The recently leaked trove of internal chat logs among members of the Black Basta ransomware operation has revealed possible connections between the e-crime gang and Russian authorities.
The leak, containing over 200,000 messages from September 2023 to September 2024, was published by a Telegram user @ExploitWhispers last month.
According to an analysis of the messages by cybersecurity company Trellix, Black Basta’s alleged leader Oleg Nefedov (aka GG or AA) may have received help from Russian officials following his arrest in Yerevan, Armenia, in June 2024, allowing him to escape three days later.

In the messages, GG claimed that he contacted high-ranking officials to pass through a “green corridor” and facilitate the extraction.
“This knowledge from chat leaks makes it difficult for the Black Basta gang to completely abandon the way they operate and start a new RaaS from scratch without a reference to their previous activities,” Trellix researchers Jambul Tologonov and John Fokker said.

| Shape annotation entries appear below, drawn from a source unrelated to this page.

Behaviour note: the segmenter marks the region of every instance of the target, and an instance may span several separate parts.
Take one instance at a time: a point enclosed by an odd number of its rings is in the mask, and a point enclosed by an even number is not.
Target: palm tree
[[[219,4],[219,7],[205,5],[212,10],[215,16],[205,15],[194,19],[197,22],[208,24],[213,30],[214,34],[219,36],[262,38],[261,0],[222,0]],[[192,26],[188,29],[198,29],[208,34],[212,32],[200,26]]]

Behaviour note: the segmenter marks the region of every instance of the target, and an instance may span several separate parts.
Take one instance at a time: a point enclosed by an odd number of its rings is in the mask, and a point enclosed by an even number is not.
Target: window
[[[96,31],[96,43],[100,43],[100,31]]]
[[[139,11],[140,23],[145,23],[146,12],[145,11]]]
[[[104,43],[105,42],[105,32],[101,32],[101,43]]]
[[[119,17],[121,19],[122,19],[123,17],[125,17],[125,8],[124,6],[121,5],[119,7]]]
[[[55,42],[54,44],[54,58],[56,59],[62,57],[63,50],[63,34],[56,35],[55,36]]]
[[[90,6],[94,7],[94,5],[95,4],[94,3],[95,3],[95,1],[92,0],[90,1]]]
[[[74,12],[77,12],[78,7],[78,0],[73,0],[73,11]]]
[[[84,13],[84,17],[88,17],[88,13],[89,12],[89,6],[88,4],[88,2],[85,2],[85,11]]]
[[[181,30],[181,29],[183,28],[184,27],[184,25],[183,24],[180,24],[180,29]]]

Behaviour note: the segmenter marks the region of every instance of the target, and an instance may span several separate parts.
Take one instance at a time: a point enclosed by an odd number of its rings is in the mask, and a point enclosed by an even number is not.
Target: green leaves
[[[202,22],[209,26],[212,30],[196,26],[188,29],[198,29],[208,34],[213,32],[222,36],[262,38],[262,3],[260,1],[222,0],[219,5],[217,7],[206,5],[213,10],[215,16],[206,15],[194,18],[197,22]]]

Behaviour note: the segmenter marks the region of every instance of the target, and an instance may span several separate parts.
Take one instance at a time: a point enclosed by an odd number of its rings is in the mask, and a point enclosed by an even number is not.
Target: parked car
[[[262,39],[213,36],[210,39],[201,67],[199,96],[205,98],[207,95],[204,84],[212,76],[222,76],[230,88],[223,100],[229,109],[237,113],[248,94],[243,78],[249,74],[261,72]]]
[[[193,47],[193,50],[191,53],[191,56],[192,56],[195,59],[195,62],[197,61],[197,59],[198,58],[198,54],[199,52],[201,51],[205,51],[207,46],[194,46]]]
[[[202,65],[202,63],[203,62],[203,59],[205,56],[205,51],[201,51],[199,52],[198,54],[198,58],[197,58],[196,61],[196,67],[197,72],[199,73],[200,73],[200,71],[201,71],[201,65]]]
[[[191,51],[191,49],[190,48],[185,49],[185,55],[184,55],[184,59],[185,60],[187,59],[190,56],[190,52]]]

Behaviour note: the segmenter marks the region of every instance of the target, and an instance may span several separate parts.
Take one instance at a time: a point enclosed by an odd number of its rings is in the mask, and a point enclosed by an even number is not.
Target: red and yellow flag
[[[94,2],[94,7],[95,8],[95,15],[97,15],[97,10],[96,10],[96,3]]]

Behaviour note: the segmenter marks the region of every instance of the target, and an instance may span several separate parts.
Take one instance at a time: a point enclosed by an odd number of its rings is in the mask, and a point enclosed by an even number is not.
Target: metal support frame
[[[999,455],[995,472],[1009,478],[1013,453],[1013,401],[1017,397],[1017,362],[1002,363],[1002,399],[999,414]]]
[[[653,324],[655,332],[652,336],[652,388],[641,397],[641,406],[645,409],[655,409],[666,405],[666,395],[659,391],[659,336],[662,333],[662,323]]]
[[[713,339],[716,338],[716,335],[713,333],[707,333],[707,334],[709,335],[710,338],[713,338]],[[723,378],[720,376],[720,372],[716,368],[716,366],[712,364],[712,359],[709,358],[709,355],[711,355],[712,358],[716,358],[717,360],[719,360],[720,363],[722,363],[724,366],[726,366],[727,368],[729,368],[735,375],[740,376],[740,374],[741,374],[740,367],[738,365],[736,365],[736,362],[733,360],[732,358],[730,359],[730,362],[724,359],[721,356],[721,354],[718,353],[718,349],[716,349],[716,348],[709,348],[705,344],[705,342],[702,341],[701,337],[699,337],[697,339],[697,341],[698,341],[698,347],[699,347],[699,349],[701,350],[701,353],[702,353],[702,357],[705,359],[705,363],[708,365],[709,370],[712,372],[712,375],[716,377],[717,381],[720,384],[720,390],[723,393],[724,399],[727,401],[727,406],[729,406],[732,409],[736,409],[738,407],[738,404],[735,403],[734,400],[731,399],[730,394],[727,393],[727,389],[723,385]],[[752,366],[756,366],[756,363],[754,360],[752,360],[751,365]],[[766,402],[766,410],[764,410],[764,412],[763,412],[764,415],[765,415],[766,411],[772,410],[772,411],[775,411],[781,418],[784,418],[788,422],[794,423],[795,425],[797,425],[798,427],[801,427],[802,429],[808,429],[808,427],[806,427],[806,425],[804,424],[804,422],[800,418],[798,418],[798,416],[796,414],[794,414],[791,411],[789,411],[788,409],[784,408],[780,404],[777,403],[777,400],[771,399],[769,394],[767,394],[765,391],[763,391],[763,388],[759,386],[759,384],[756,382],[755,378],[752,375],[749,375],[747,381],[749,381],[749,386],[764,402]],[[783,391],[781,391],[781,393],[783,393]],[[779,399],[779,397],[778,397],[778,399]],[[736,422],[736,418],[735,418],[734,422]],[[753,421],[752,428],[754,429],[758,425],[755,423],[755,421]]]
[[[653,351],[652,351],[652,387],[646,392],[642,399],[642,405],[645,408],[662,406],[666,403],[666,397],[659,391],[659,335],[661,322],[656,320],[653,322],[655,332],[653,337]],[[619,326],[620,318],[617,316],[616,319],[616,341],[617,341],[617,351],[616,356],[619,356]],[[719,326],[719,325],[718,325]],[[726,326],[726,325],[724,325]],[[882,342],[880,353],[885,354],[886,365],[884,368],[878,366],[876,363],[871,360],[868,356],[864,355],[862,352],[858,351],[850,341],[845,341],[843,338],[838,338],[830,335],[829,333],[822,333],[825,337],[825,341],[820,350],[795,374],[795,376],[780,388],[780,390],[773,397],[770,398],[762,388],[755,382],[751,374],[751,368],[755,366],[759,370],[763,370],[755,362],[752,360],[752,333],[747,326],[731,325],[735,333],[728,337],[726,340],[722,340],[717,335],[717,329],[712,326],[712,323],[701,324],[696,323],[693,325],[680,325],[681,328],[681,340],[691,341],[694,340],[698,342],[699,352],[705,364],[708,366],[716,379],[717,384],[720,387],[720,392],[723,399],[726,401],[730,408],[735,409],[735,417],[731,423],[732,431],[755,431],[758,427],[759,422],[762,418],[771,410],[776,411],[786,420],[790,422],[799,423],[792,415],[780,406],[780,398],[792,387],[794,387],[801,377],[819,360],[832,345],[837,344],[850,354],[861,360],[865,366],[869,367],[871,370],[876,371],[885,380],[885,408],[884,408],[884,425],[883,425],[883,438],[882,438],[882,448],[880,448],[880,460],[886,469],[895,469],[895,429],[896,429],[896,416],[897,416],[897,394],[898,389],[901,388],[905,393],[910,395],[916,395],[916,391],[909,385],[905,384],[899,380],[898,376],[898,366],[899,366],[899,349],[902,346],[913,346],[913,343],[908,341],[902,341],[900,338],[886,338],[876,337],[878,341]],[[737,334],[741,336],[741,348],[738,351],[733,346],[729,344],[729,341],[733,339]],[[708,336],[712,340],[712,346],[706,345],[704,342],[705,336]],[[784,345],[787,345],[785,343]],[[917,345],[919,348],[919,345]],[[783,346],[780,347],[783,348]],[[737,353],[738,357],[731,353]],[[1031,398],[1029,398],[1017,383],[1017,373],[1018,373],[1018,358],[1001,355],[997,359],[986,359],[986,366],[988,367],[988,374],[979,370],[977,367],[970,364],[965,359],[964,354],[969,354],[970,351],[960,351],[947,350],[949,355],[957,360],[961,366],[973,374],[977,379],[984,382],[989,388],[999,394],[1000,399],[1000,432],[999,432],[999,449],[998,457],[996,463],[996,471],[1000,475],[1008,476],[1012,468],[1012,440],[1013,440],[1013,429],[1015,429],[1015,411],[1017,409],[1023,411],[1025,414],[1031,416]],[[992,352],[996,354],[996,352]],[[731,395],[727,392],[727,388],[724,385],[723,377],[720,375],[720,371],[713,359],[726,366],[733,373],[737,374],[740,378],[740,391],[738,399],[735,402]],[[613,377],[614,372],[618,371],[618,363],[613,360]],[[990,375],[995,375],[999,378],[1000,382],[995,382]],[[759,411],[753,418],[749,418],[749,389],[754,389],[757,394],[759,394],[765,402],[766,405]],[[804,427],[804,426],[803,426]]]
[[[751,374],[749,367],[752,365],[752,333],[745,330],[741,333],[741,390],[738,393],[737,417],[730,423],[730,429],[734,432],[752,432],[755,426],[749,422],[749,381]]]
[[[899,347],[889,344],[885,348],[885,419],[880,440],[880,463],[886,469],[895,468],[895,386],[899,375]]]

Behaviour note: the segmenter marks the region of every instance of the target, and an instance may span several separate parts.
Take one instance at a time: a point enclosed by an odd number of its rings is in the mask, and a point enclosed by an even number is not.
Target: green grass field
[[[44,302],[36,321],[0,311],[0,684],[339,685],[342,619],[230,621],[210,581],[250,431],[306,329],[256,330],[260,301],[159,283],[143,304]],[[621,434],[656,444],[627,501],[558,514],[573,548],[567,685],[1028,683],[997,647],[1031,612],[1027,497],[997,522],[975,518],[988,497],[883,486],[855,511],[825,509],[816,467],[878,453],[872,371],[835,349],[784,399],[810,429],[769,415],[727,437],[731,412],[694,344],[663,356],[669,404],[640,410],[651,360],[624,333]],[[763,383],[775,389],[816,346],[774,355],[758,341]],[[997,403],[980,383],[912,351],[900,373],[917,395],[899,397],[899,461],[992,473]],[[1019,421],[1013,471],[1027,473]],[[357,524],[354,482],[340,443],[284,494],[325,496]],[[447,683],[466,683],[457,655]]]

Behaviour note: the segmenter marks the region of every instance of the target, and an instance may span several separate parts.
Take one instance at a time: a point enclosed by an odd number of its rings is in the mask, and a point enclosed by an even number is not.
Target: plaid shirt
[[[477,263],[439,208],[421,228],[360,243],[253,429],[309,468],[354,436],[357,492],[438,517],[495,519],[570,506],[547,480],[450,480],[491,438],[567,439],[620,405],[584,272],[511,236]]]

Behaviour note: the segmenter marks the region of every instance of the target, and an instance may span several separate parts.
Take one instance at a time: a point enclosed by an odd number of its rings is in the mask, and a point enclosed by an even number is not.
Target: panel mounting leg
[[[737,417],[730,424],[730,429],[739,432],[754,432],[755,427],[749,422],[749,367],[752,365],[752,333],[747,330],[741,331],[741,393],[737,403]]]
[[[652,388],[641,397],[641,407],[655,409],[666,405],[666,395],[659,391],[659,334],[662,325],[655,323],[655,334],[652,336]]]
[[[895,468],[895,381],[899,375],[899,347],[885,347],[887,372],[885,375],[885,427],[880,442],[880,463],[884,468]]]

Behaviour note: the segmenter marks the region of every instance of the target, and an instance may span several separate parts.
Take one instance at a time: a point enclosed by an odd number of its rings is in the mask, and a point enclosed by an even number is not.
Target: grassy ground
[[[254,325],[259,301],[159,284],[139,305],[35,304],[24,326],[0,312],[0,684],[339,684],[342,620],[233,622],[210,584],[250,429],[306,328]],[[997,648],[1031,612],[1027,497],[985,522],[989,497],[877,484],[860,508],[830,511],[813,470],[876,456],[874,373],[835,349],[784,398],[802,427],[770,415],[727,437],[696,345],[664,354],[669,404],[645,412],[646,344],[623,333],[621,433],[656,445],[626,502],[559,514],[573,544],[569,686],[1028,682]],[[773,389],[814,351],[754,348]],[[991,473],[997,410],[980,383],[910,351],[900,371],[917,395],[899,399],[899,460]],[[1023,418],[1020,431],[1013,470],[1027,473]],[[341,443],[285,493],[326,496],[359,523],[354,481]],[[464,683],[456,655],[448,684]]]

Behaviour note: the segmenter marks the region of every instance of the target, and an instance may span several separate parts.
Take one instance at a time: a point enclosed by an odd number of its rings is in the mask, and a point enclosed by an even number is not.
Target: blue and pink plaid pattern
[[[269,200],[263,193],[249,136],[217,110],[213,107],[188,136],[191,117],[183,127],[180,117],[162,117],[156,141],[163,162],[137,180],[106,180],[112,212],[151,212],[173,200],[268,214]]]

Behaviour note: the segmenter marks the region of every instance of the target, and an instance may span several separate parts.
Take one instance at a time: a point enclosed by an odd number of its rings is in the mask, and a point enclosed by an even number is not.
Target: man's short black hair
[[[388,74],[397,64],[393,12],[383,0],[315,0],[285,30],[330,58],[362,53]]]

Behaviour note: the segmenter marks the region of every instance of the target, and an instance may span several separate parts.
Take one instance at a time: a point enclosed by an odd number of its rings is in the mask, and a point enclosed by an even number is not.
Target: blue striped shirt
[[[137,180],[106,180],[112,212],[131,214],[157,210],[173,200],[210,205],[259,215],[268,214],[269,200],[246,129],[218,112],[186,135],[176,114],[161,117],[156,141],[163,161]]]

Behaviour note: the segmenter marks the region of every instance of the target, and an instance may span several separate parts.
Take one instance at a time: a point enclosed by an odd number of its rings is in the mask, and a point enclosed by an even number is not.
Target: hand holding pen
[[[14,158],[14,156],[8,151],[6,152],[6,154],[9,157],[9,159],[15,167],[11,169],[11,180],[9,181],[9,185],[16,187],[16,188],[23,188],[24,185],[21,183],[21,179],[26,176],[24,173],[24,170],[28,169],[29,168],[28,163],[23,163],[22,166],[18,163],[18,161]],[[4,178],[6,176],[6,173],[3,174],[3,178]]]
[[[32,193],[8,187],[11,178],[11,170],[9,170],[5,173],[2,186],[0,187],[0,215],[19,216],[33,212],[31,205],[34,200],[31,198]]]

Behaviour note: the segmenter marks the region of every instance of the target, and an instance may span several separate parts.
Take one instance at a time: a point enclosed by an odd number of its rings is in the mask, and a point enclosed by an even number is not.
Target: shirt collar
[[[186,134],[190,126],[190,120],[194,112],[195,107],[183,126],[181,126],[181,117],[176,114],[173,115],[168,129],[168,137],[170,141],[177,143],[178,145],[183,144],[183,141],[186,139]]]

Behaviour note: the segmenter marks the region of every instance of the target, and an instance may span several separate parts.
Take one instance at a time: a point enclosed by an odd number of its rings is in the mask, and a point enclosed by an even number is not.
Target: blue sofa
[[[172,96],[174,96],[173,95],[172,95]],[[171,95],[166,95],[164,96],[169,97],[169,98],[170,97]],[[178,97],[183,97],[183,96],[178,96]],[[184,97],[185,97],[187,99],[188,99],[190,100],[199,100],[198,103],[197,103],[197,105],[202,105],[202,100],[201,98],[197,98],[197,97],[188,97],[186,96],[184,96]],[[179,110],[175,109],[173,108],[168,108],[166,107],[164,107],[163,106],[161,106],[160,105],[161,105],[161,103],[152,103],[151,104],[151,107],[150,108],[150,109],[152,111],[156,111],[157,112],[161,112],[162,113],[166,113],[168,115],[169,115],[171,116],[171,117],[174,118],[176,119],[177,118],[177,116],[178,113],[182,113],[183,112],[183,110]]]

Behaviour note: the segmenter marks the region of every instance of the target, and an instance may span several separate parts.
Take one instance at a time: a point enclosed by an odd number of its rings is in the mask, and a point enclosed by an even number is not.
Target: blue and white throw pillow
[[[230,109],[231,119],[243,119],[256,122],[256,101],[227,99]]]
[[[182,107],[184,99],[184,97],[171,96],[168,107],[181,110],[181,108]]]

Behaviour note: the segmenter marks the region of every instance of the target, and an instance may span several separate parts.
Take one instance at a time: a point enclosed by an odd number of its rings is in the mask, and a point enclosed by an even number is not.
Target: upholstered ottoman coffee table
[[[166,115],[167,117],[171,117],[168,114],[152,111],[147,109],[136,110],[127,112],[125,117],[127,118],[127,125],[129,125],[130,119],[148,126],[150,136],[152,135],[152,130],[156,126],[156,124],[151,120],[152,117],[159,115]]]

Among other notable findings include –
- The group likely has two offices in Moscow
- The group utilizes OpenAI ChatGPT for composing fraudulent formal letters in English, paraphrasing text, rewriting C#-based malware in Python, debugging code, and collecting victim data
- Some members of the group overlap with other ransomware operations like Rhysida and CACTUS
- The developer of PikaBot is a Ukrainian national who goes by the online alias mecor (aka n3auxaxl) and that it took Black Basta a year to develop the malware loader post QakBot’s disruption
- The group rented DarkGate from Rastafareye and used Lumma Stealer to steal credentials as well as additional malware
- The group developed a post-exploitation command-and-control (C2) framework called Breaker to establish persistence, evade detection, and maintain access across network systems
- GG worked with mecor on new ransomware that’s derived from Conti’s source code, leading to the release of a prototype written in C, indicating a possible rebranding effort
The development comes as EclecticIQ revealed Black Basta’s work on a brute-forcing framework dubbed BRUTED that’s designed to perform automated internet scanning and credential stuffing against edge network devices, including widely used firewalls and VPN solutions in corporate networks.

There is evidence to suggest that the cybercrime crew has been using the PHP-based platform since 2023 to perform large-scale credential-stuffing and brute-force attacks on target devices, allowing the threat actors to gain visibility into victim networks.
“BRUTED framework enables Black Basta affiliates to automate and scale these attacks, expanding their victim pool and accelerating monetization to drive ransomware operations,” security researcher Arda Büyükkaya said.
“Internal communications reveal that Black Basta has heavily invested in the BRUTED framework, enabling rapid internet scans for edge network appliances and large-scale credential stuffing to target weak passwords.”